Went with my mother today to visit my brother at the county farm.  I dunno why it's called a farm.  I didn't see any farming going on, just a cluster of disgustingly run-down buildings within chain-link fence, and a rather decent tree with some rickety bleachers settled around it.

We signed in with some bulbous guy in khaki pants ripping at the crotch, and Trey came out to greet us.

Baby bro done got big.  He was big a long time ago, though.  I just wasn't here to see it.  His head was just about shaved, and he ambled in a loose-limbed fashion in his baggy clothes.

The talk was uncomfortable, but the silences more so.  Hearing coming up soon, he might wind up in the Pen.  Legalities, technicalities, pleas and subpoenas.  I couldn't follow it.  And then it would all come back around to April again.

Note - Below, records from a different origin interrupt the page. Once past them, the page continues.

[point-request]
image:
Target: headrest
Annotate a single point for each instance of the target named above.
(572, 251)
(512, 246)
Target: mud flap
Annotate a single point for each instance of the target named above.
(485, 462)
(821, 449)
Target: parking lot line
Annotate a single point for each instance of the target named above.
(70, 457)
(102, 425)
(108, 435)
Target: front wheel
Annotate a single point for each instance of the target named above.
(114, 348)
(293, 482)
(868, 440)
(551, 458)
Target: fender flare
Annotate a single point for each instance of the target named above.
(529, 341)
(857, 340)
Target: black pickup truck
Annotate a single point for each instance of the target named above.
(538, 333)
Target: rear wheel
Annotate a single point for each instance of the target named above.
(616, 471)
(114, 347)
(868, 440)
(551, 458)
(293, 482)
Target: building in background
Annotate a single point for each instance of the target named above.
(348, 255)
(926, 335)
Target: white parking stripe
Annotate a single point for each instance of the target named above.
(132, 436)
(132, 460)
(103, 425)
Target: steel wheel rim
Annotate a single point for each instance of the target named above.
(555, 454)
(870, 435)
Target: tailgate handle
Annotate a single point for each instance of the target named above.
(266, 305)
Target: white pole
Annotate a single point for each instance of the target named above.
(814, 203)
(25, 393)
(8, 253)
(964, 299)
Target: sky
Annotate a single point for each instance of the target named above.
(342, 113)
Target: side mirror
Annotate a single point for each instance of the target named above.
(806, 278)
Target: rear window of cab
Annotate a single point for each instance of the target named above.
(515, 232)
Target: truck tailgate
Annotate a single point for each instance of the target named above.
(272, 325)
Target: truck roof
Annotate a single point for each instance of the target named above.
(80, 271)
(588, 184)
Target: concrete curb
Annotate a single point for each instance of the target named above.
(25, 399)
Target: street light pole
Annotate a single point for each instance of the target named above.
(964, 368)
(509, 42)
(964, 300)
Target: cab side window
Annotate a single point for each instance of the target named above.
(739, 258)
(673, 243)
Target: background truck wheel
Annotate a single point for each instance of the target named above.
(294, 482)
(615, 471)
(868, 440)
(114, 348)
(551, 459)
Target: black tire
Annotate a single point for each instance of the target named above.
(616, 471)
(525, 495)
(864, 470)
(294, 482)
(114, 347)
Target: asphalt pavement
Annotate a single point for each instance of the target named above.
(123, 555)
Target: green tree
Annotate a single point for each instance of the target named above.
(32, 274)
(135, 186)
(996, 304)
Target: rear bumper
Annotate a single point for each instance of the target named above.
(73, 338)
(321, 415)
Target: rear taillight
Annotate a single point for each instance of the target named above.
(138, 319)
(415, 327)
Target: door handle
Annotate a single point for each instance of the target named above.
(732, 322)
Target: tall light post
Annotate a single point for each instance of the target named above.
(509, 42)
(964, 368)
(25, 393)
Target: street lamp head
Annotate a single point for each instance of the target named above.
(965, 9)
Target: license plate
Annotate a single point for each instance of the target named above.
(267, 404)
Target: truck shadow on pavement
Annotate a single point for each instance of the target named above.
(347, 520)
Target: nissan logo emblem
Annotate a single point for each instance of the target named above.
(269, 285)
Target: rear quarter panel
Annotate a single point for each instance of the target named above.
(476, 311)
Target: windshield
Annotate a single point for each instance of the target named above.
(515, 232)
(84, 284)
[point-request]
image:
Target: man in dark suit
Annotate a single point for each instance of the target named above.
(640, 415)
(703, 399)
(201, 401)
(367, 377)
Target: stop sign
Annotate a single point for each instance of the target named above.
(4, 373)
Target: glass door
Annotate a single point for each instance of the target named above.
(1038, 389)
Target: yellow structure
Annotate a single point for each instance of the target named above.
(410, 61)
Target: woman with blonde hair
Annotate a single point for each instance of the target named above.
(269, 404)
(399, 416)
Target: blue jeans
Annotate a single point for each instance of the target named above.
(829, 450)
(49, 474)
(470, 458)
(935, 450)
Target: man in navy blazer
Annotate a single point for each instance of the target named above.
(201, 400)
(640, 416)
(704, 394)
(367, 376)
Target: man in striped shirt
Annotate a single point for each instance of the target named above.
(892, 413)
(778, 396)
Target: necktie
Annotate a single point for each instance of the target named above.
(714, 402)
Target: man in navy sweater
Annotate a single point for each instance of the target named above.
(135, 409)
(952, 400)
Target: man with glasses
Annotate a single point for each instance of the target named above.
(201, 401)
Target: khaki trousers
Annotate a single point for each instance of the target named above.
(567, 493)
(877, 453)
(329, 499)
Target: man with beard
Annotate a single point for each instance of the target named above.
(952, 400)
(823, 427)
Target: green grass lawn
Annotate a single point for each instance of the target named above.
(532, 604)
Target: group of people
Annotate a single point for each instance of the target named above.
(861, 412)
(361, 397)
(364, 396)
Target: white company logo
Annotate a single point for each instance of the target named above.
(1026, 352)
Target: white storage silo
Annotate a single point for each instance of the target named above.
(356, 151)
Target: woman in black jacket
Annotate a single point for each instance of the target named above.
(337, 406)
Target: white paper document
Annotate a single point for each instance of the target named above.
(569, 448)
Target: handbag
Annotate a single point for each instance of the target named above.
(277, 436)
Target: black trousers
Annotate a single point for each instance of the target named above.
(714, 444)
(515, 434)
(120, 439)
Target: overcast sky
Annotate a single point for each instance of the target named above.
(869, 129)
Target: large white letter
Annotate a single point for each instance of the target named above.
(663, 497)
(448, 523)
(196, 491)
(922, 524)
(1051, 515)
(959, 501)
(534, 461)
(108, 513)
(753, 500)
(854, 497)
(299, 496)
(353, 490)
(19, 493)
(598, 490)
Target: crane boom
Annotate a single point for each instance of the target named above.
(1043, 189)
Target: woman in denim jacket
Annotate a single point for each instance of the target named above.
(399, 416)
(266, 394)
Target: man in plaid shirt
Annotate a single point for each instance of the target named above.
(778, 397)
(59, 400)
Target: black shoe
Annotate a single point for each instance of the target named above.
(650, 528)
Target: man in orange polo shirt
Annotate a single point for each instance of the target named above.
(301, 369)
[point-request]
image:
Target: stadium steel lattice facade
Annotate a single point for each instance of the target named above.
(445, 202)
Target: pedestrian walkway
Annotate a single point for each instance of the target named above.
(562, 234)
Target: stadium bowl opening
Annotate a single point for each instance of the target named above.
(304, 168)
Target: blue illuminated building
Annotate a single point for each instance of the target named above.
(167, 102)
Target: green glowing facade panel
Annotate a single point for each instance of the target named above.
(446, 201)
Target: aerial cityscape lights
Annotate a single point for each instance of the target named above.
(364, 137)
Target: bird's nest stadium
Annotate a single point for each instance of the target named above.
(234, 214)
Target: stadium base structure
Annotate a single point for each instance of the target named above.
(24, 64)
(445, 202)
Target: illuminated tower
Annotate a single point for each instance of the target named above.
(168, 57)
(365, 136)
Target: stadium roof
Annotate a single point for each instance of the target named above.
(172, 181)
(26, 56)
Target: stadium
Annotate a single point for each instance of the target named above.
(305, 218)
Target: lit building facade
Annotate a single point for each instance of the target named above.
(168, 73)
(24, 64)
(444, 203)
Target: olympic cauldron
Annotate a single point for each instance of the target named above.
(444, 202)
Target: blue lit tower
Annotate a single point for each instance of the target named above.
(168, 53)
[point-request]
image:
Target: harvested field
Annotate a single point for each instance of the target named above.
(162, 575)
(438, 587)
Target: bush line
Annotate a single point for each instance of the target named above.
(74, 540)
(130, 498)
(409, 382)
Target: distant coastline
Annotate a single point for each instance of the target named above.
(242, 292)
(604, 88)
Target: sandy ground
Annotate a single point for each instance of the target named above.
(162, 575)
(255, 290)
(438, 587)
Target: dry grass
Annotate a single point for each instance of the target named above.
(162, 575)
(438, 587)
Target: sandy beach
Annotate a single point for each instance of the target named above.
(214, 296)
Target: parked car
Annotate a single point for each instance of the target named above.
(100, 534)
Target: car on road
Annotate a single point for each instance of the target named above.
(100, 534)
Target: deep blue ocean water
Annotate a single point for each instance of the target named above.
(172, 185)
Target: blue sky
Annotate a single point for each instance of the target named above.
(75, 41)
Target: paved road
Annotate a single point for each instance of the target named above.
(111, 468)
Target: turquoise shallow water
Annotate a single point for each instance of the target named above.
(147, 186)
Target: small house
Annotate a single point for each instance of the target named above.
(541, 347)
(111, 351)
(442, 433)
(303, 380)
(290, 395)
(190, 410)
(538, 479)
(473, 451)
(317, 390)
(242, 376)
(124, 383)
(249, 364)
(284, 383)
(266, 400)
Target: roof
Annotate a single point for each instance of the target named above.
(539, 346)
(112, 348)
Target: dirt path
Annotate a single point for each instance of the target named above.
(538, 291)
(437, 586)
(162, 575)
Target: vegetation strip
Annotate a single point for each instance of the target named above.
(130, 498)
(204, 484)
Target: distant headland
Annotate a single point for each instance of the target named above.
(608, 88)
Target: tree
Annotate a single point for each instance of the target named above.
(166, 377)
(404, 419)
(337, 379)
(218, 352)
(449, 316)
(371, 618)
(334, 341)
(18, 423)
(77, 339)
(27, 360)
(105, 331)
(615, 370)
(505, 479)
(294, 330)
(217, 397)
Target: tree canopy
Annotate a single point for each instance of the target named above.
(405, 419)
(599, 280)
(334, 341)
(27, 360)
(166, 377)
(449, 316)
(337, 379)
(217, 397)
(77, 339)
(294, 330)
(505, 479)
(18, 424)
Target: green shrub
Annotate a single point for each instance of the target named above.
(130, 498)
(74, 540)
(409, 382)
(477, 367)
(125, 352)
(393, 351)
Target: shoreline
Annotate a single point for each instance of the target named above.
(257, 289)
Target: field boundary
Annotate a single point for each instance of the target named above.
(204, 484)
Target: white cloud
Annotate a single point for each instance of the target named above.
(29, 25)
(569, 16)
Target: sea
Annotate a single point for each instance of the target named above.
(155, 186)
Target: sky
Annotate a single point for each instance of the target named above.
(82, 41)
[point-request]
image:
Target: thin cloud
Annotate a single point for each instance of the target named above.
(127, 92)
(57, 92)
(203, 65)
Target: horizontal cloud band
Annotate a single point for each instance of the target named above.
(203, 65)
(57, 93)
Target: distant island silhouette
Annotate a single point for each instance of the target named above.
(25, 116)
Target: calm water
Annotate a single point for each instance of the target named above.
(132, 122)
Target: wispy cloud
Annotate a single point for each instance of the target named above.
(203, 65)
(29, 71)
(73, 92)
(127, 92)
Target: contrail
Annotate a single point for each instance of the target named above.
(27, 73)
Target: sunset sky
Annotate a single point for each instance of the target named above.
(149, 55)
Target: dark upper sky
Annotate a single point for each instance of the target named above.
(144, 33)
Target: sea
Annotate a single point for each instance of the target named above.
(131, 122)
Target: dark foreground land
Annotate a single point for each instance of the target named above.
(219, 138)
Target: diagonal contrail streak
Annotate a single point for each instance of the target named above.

April used to be his girlfriend.  No, he would correct me, fiancee.  She has his dog now.  The engagement ring's been flushed down the toilet.  She isn't ready to settle down.  He wants her to obey him.  Sounds like a mess to me.  He is all broken up about it.

I miss my friends.  It would help to be able to talk about all this stuff, but the one friend who told me to be sure and call - collect! - well, I don't wanna run the phone bill up too high.  It's on my list of things to do to get a calling card when I get back, so's not to be in this position again.

I hugged my brother.  I told him I loved him, and I do.  He is a young man now, and way overdue for a slice of reality.  Sometimes I wish I could just pick him up and plonk him down in some other place, away from his so-called friends, who have really done nothing but help him destroy himself.  I would like to put him in a survival situation where excuses and rationalizations don't cut it, where you do what you gotta do, or you die.  I know he would rise to it, and wake up a real man.

I dunno, I have never been there, but you tell me.  Is prison such a place?